SCO2 mutations were first detected in three patients suffering from hypertrophic cardiomyopathy accompanied by encephalopathy manifested early in life.⁸⁰ The brain lesions differed from the typical LS. SCO2 brain abnormalities included spongiform neurodegeneration (midbrain, pons and medulla) and microglia proliferation (thalamus). They were all compound heterozygotes with different combinations.⁸⁰ Since then, numerous cases of SCO2 mutations (at least 26 including deletions, insertions and premature stop codons) have been reported with the most common mutation being the E140K mutation. Interestingly, patients that were homozygous for the E140K mutation presented with a milder phenotype and delayed onset of disease (2–4 months of age versus neonate onset for compound heterozygous).⁸¹

COX10 and COX15

Another prosthetic group unique to CIV is heme a, which is associated with the COX1 subunit. COX10 and COX15 functions are related to biosynthesis of heme a. COX10, a farnesyl transferase, catalyzes the first step of the heme a biosynthesis by incorporating a farnesyl group and converting heme b into heme o. Subsequently, heme o is converted to heme a by the action of COX15 and a monooxygenase (not characterized in humans). Defects in this pathway result in clinical symptoms with early onset and fatal outcome from 2 months to 4 years of age. The first case of a COX10 mutation was a newborn infant with severe lactic acidemia, hypotonia, ataxia and pyramidal symptoms in addition to leukodystrophy, and tubulopathy.⁸² A sibling presented with lactic acidosis after birth and died aged 5 days. Few other patients have been described suffering from anemia, sensorineural deafness and hypertrophic cardiomyopathy,⁸³ anemia and LS⁸³ and Leigh-like syndrome.^84,85 A newborn infant with hypotonia, seizures, lactic acidosis and cardiomyopathy leading to death at 1 month of age was the first case reported with a COX15 mutation.⁸³ Another infant had a similar but less dramatic clinical picture with hypotonia, motor regression, nystagmus, retinopathy, lactic acidosis and microcephaly by 7 months and LS by 1 year.⁸⁶ A third case with a very slowly progressing LS survived at least 16 years.⁸⁷ The CIV deficiency was 42% and 22% of control values in muscle and fibroblast, respectively, perhaps accounting for a milder phenotype.

Practice points

• Most individuals affected by complex I and complex IV deficiencies have an uneventful prenatal period and deficiencies are evident postnatally.

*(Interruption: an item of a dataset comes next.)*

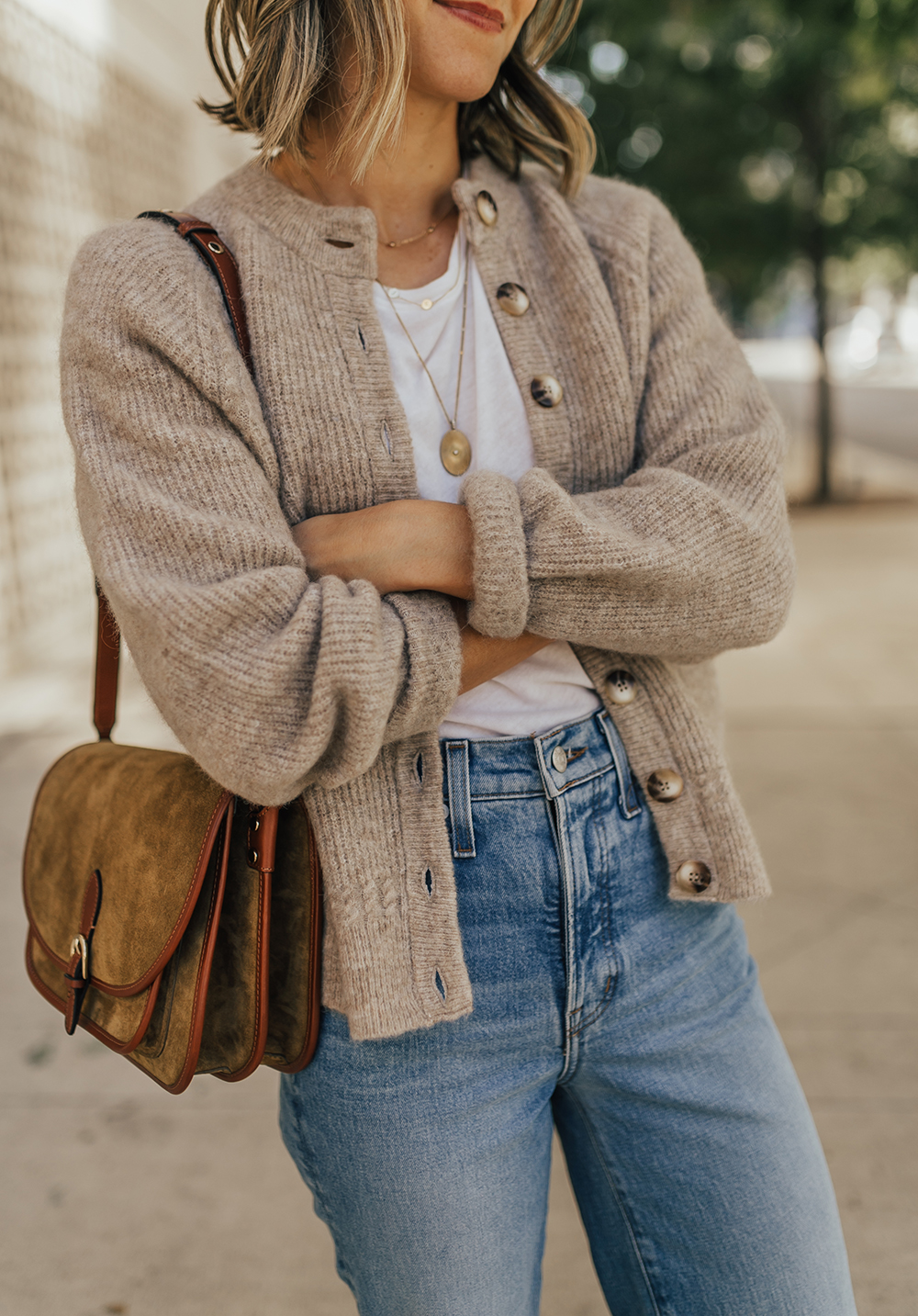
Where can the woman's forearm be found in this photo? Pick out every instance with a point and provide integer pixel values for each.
(483, 657)
(412, 544)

• Perinatal manifestations of BCS1L mutations present often with fetal growth restriction and lactacidosis.

• Neonatal genetic screening of complex I, complex III, and complex IV deficiencies should include genes coding for specific chaperones in addition to structural subunits.

• Early diagnosis of origin of OXPHOS defect could aid in treatment.

• Treatments for OXPHOS defects address solely the symptoms.

Research directions

• Further studies are required to elucidate of the complete sequence of assembly steps of complex I, complex III and complex IV and its regulation.

• A better understanding of the specific function of assembly chaperones and their interaction partners is required.

• Research focusing on understanding the genotype–clinical phenotype and the influence of genetic background and environmental factors is necessary for effective treatments.